Confronto (incompleto)
Attenzione, questo racconto è stato lasciato incompleto di proposito.
Confronto tra Sakura e Ryozo
Una stanza bianca sospesa, bianco, infinitamente tutto bianco.
Due sedie nere molto semplici poste una davanti all'altra. Su queste c'erano due figure, una sinistra, Sakura, e una a destra, Ryozo. Il pavimento sembrava essere un oceano infinito, i due rimanevano sospesi come se questo oceano trasparente fosse solido.
Ryozo guardava con estrema calma e amarezza Sakura, non sembrava stanco, non era nemmeno deluso, è una espressione che non si riesce a spiegare; non è amara, non è arrabbiata, non è indifferente, non è fredda, e non è tanto meno dispiaciuta.

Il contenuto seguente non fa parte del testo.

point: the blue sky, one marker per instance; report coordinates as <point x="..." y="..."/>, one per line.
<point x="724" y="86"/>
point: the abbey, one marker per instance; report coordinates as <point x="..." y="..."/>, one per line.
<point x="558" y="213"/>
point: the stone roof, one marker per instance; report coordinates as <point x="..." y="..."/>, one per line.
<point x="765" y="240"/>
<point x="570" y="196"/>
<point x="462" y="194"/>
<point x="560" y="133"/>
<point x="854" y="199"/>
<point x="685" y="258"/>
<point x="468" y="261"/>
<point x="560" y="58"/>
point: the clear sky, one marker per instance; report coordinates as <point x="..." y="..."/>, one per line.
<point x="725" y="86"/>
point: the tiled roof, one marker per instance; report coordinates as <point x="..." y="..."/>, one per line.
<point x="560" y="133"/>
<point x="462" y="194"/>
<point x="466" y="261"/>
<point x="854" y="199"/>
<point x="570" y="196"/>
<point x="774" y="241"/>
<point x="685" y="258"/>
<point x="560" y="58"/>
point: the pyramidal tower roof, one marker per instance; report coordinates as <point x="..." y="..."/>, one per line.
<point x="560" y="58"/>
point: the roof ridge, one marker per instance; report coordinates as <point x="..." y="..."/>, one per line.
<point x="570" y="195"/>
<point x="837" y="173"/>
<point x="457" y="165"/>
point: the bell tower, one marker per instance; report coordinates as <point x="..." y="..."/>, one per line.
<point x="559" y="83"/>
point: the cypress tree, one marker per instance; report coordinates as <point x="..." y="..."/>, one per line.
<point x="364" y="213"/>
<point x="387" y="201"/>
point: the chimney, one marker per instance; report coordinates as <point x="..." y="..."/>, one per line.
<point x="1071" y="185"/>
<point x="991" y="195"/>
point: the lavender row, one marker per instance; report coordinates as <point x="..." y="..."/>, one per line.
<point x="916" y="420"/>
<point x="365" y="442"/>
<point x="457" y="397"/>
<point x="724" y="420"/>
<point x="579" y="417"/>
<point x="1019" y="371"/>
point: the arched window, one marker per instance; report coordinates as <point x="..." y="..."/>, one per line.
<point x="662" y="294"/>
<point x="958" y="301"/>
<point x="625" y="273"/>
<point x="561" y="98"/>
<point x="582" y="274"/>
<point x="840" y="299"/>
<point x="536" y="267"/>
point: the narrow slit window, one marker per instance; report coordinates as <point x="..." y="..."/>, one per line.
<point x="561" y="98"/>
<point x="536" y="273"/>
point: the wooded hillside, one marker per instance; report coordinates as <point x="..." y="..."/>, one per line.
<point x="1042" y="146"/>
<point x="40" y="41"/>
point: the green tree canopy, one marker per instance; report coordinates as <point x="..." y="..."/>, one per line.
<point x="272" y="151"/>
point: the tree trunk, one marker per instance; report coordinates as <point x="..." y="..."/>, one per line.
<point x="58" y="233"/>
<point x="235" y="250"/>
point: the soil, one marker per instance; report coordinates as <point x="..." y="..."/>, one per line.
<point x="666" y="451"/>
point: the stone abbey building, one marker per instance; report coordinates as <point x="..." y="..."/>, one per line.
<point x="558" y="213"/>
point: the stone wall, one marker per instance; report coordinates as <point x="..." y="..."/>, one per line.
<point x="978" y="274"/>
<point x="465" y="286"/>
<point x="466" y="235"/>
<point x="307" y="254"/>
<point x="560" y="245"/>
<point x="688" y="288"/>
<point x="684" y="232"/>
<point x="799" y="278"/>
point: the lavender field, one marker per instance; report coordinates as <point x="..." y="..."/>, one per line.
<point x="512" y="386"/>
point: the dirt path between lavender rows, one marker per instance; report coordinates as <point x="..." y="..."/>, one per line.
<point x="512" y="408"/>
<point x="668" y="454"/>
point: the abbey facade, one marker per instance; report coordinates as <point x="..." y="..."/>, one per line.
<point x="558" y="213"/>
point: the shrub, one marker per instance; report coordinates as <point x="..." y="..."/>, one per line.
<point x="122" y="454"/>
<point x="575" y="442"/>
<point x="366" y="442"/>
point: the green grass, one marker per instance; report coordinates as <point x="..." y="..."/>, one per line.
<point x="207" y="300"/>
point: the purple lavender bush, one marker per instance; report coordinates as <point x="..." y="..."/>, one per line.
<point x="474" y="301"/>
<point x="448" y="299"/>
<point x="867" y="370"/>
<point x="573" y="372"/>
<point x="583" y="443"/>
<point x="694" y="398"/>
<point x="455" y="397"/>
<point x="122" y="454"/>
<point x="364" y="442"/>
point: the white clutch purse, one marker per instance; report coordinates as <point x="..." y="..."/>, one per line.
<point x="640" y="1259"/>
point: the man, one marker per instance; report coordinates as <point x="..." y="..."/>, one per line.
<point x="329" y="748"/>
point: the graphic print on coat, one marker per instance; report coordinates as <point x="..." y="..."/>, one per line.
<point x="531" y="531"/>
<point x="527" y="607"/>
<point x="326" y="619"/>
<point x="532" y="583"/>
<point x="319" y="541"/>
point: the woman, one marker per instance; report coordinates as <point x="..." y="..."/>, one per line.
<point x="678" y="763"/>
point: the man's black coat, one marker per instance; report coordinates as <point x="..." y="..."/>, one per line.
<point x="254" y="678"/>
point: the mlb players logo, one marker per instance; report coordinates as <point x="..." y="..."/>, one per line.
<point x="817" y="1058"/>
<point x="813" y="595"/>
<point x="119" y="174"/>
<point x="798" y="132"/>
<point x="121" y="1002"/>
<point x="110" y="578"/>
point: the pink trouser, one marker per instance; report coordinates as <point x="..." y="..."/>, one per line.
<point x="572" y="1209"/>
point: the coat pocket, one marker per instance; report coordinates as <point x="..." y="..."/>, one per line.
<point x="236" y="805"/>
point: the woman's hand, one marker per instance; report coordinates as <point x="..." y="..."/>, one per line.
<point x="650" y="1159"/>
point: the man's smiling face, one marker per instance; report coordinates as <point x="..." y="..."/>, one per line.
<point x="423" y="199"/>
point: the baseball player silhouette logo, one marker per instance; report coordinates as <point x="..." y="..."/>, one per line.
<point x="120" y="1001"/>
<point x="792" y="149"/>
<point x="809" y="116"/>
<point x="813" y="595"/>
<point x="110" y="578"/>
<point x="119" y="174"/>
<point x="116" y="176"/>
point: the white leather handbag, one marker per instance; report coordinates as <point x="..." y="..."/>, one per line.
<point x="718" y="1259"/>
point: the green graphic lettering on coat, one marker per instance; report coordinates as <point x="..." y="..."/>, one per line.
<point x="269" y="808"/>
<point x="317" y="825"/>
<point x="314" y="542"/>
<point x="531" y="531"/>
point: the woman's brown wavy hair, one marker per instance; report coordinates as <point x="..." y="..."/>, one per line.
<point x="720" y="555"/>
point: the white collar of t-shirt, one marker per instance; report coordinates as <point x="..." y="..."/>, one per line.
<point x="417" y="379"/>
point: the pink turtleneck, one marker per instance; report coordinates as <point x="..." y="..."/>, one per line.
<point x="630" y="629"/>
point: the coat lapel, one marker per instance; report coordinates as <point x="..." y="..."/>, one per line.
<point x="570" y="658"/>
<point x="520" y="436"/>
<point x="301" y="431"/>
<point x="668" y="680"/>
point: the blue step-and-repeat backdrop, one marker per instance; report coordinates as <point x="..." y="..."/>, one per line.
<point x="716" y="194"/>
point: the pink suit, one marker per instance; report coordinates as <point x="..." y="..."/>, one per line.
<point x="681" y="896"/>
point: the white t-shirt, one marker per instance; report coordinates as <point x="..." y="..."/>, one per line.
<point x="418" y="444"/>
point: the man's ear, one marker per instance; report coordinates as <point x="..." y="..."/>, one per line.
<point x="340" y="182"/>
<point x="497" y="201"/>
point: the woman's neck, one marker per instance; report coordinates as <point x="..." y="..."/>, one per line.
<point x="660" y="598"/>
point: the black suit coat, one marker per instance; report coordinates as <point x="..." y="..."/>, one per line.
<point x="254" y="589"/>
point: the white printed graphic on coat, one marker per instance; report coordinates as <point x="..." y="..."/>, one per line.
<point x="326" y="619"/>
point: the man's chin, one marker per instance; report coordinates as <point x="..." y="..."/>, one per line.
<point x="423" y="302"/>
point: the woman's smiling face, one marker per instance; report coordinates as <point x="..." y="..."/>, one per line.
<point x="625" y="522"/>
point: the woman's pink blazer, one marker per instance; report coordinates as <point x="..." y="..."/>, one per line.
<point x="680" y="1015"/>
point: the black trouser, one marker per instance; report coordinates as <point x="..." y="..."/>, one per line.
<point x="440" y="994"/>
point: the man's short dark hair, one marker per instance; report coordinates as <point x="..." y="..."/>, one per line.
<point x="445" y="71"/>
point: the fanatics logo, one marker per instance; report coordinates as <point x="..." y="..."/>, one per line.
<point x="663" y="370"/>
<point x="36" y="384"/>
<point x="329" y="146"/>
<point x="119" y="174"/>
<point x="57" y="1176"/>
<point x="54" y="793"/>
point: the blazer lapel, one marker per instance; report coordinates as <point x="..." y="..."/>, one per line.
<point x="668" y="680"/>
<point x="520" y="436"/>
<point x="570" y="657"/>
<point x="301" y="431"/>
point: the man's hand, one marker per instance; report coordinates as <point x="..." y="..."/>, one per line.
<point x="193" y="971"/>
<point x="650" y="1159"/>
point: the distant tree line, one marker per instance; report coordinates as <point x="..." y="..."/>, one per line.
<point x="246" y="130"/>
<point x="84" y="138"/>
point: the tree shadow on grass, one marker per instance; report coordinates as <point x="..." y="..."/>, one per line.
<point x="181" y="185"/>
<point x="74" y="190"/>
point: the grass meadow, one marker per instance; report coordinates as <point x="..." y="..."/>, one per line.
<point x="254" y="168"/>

Dall'altra parte, Sakura non sembrava tranquilla; era agitata, confusa, guardava i suoi piedi mentre era appoggiata con i gomiti sulle gambe, i suoi occhi spalancati e la sua espressione fredda, anzi, robotica, trasmettevano tutta la sua confusione e paura, le pupille piccole tremavano nonostante sembravano completamente vuote.
Un enorme silenzio occupava la stanza, l'attesa di una parola si sentiva nell'aria, ma nessuno aprì bocca. Tic, Tac, il tempo scorreva, saranno passati 5 minuti? 2 ore? 10 anni? Non lo sapevano, il tempo sembrava sospeso, tutto era immobile.
<<Che ci facciamo qui...?>> Chiese la giovane, rompendo finalmente l'infinito silenzio nella stanza.
<<Non lo so... Dimmelo tu.>> Rispose l'uomo
Calò di nuovo il silenzio. Le onde dell'acqua si mossero lentamente, una goccia cadeva e risuonava.
<<Non lo so, non so perché mi trovo qui, non so cosa sto facendo, non so cosa farò...>> La ragazza interruppe il discorso, non aveva l'aria di voler parlare.
<<Sai però cosa hai fatto... Sai benissimo cosa è successo in passato e non riesci a darti una risposta; non ti spieghi cosa sia successo, com'è cambiata la tua storia, ma ti rendi conto di quanto sei cambiata. Non vuoi ammetterlo, non vuoi liberarti di questa catena che ti lega, non vuoi affrontarlo... Tu mi hai liberato, mi hai liberato dalle mie catene, perché ti sei tolta molte catene che però sono state tolte con la forza e non con l'amore, perché gli avvenimenti sono accaduti in un modo che ancora non hai concretizzato nella tua testa. Adesso sei confusa, completamente confusa, ed io ho sofferto insieme a te, tu mi hai creato e ho sofferto con te, ma ho gioito perché tu hai gioito con me. Tu ancora però, sei adesso quello che ancora non hai capito, quello che non riesci a spiegarti, hai troppe domande nella tua testa, hai tante teorie, ma nessuna pratica. Hai perso ogni concezione che conoscevi, la vita, la morte, la malattia, hai perso te stessa, ti sei persa nella tua stessa casa, la tua mente non sà dove sta andando, non sai nemmeno distinguere la realtà con la fantasia, non ti dai pace per ogni cosa, e non riesci ad andare avanti, non sei convinta di andare avanti, non lo vuoi fare, non sai se hai sicurezza in te stessa o semplicemente stai vangabondando. No, mi correggo, sei un vagabondo, ti senti un vagabondo che non ha un posto dove andare, non ti senti in grado di fare nulla>>
L'uomo parlava macchinetta mentre la ragazza rimaneva nella sua posizione immobile, non voleva scuotersi, non voleva agire, non sapeva nemmeno lei se doveva fare qualcosa, se quello che provava era pigrizia oppure mancanza di volontà o incapacità di farlo.
<<Che cosa senti adesso?>> Chiese l'uomo.
Infinite pause di silenzio interrompevano i discorsi.
<<Non lo so... Non so cosa ho nel cuore, non riesco a capirlo. Sono come bloccata, non nel senso negativo, cioè mi sento leggera nonostante capisco che questa apatia totale non è normale>>
<<Vuoi piangere?>>
<<... Sì. Vorrei piangere, ma è una sensazione così sottile che non so se lo voglio o meno, non riesco a liberare le mie lacrime. Non so cosa mi sta succedendo>>
Altra pausa di silenzio.
<<Perché non ti fai aiutare? Una persona ha davvero insistito per farti parlare, avevi l'opportunità di farlo, perché non l'hai fatto?>>
La ragazza non rispose. Non voleva rispondere, su questo era sicura, non voleva assolutamente rispondere.